Assembrix, ein Softwareunternehmen mit Sitz in Israel, entwickelt cloudbasierte Lösungen zur Virtualisierung industrieller 3D-Druckprozesse. Die Plattform Virtual Manufacturing Space (VMS) ermöglicht es Unternehmen, additive Fertigungsaufträge zentral zu verwalten und gleichzeitig an verteilte Produktionsstandorte weltweit auszuliefern. Dabei werden alle Schritte – von der Datenvorbereitung bis zur Fertigungsüberwachung – in einer durchgängigen digitalen Umgebung abgebildet.

Die Software erlaubt das Hochladen von CAD-Daten in eine digitale Teilebibliothek, deren Optimierung für den Druck sowie die Zuweisung an Maschinen auf Basis von Kriterien wie Standort, Werkstoff oder Verfügbarkeit. Druckaufträge lassen sich so effizient auf Produktionsnetzwerke verteilen. VMS bietet zudem eine durchgängige Prozessüberwachung: Maschinenparameter wie Temperatur, Feuchtigkeit und Druckgeschwindigkeit werden in Echtzeit erfasst und mit vordefinierten Spezifikationen abgeglichen.

Ein Schwerpunkt liegt auf dem Schutz geistigen Eigentums.
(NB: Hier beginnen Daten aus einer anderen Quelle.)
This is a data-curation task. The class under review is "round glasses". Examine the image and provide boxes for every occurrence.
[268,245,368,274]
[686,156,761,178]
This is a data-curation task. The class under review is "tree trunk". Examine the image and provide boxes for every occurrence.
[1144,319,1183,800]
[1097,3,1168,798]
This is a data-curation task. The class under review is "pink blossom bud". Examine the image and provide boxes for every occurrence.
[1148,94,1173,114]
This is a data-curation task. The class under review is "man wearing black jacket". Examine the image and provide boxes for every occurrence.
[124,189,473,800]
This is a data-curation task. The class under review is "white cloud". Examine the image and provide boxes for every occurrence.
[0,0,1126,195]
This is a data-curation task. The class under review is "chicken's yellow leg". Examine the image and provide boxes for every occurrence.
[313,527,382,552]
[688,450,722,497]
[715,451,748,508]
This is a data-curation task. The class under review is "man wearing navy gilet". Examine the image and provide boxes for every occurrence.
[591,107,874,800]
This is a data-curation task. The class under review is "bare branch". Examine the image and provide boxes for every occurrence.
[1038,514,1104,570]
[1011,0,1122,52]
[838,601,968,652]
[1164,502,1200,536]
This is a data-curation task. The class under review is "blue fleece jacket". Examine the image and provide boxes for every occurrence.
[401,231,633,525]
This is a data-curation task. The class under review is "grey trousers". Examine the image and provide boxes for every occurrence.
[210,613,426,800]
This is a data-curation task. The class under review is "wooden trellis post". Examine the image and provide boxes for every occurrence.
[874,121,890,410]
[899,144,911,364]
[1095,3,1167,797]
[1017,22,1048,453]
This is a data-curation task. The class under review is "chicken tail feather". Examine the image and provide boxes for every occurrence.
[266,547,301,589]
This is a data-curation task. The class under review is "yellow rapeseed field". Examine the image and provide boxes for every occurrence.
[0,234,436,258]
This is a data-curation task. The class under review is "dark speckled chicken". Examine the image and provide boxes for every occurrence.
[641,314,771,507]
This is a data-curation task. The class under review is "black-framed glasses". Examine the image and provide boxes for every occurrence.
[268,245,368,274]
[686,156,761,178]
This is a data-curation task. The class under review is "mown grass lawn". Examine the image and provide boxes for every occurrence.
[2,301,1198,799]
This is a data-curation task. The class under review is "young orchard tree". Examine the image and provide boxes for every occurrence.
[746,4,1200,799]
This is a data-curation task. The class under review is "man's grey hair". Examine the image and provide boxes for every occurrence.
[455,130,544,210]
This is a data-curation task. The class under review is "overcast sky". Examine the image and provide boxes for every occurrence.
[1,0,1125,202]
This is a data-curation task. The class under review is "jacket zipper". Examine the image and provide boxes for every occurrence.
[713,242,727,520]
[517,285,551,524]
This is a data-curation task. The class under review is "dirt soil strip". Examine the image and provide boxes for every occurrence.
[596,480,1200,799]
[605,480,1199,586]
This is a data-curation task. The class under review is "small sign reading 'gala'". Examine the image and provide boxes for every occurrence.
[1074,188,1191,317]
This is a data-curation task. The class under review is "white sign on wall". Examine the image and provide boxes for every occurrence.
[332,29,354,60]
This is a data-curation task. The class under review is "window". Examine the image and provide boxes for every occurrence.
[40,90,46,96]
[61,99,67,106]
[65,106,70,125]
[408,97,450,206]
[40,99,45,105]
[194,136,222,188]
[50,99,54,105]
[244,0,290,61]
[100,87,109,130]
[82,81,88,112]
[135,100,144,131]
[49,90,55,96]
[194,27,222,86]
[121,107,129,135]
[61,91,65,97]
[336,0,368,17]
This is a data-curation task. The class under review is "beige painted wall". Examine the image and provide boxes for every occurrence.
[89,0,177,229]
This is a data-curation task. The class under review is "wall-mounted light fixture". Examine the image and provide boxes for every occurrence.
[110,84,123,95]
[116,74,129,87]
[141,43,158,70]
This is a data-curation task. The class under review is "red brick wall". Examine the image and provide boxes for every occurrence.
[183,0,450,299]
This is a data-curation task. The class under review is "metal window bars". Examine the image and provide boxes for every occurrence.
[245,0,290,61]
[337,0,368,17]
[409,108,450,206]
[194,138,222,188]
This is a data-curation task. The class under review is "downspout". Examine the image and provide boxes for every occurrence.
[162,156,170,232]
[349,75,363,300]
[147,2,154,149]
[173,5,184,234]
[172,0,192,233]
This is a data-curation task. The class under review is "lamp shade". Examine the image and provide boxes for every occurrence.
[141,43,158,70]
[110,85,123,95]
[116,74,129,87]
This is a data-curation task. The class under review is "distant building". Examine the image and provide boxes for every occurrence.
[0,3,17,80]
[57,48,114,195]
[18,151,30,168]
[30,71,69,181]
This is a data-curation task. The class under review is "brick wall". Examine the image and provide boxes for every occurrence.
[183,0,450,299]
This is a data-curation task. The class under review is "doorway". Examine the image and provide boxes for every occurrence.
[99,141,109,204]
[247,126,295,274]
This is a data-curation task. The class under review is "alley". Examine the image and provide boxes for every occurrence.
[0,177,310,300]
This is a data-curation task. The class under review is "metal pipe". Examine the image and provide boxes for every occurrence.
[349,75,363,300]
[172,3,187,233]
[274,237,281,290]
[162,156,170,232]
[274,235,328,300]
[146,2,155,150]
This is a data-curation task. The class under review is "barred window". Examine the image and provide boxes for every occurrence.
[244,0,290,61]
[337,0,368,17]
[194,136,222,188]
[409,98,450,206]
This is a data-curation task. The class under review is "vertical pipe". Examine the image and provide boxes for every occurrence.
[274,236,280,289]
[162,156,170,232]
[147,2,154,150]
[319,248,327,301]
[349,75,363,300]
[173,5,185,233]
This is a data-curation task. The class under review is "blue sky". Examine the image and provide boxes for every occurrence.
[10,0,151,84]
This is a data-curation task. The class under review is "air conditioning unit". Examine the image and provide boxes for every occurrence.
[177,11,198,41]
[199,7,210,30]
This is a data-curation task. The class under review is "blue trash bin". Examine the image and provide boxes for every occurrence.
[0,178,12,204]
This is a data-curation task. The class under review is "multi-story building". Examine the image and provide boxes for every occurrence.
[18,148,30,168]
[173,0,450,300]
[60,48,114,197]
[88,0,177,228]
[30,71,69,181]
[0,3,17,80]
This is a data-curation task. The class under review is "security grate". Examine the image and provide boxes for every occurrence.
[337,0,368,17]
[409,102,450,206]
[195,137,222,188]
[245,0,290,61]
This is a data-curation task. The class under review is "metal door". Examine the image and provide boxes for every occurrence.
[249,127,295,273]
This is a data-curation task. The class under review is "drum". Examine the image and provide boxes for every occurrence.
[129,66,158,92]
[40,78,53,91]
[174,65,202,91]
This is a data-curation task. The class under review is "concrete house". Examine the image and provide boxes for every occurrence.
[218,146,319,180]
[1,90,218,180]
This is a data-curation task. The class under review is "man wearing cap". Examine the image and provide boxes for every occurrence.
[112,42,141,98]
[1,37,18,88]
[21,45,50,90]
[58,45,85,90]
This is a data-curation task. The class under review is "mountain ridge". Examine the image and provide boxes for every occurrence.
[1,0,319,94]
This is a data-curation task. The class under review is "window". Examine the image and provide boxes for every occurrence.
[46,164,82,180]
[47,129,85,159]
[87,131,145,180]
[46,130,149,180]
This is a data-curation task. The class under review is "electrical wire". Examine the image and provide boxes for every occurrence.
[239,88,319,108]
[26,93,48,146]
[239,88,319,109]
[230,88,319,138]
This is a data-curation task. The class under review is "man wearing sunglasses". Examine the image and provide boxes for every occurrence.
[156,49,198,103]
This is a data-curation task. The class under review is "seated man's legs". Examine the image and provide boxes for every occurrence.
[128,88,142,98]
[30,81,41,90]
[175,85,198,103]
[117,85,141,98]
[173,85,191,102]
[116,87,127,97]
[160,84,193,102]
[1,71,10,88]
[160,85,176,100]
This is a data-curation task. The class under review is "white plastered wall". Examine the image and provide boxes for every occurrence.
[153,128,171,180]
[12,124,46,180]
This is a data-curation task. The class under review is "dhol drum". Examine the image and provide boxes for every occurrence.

Assembrix setzt auf verschlüsselte Datenübertragung, kontrollierten Maschinenzugriff und Blockchain-basierte Protokollierung aller Vorgänge. So bleibt die Datenhoheit auch bei verteilter Fertigung gewahrt.

Partnerschaften mit Herstellern wie EOS, SLM Solutions oder Boeing ermöglichen die direkte Anbindung marktüblicher Metall- und Polymerdrucker. Die Software-as-a-Service-Lösung zielt darauf ab, die additive Fertigung skalierbar, sicher und nachvollziehbar in industrielle Lieferketten zu integrieren – ohne zusätzlichen Investitionsaufwand in Hardware oder IT-Infrastruktur.

Interview mit Lior Polak
In einem Interview mit 3Druck.com gibt Lior Polak, CEO und Mitgründer von Assembrix, Einblicke in die sich wandelnde Rolle von Software in der industriellen additiven Fertigung. Er spricht über aktuelle Herausforderungen, neue Entwicklungen und darüber, wie digitale Werkzeuge die Zukunft des 3D-Drucks mitgestalten – von sicherer, verteilter Produktion bis zur Integration von KI und Automatisierung.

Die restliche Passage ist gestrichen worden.